Sect members are expected to gather nine or 10 times a year for symbolic “feasts” at central “conference grounds” where they would strengthen their resistance to the iniquitous temptations of sin. “We gather,” Mr. van Stralen said, “to build up and edify the body of Christ [the sect's collective membership].”
A woman friend of the Woerlens and fellow believer said girls rarely wear pants, and women obey their husbands. “We don’t want to be equal to men,” she said.
Werner Janz, 69, a relative of Marc Woerlen, said followers of the faith allow God to decide how many children each woman has. Said Mr. Janz: “He plans our families.” Large families in the sect are common.
Several years ago, Mr. van Stralen took his whole family — then consisting of 11 children (there were eventually 15) — on pilgrimage to the main conference ground at Brunstad, Norway. Three weeks ago, Monika Woerlen and her children attended a feast at a conference ground in upstate New York — a campground behind stone gates and a guardhouse, with a recreation centre, nursing station, swimming pools and a large lodge built of wood and stone.
The group has no formal name — on its website, it is called, simply, The Christian Church — and no designated ministers, written liturgy, membership rolls or central administration. Its leadership, a small group of Norwegian men, is isolated from the community.
The informal name, Smith’s Friends, comes from the name of its founder, a non-commissioned officer in the Norwegian navy, Johan Oscar Smith.

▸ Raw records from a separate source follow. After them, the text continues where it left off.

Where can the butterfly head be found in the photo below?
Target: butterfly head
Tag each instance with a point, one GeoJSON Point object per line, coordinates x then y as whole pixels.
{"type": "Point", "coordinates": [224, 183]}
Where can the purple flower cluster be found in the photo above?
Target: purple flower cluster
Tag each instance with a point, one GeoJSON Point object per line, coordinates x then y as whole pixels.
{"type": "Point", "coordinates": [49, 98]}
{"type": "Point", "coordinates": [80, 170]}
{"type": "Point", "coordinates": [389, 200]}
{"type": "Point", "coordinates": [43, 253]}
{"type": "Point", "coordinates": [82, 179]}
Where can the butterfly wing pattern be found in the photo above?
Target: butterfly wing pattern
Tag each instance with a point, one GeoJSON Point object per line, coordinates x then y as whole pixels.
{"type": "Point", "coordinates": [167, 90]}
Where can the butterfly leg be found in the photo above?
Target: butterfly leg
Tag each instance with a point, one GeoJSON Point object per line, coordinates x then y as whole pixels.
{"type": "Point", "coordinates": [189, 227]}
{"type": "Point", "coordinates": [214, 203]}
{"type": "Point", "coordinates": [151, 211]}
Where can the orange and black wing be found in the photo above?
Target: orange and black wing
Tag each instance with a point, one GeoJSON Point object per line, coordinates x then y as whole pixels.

Mr. Smith, according to his church biography, was “strongly gripped of Jesus” in 1898, and arrived at the revelation that Jesus faced all the ordinary temptations of humanity but never sinned.
In Mr. Smith’s, and subsequently his followers’, belief, Jesus and God were one before Jesus became incarnate — came to Earth — at which point he laid aside his divinity so that as a “true man” he could receive a truly human will and experience “sin in the flesh.” Thereafter, he was tempted by sin but chose not to submit to the temptations.
In 1912, Mr. Smith began publishing his thoughts in a monthly pamphlet, Skjulte Skatter (Hidden Treasures), which led to discussion groups held in people’s houses. The movement was limited to Norway and Denmark until the Second World War, when occupying German soldiers came into contact with it and began spreading its teachings throughout Europe. About two-thirds of the membership today is outside Norway.
The church’s website places children as the first priority for its adherents, saying, “Our goal in everything we do with our children is to awaken their interest in our heavenly calling and nurture in them a sense of responsibility and care for other people.”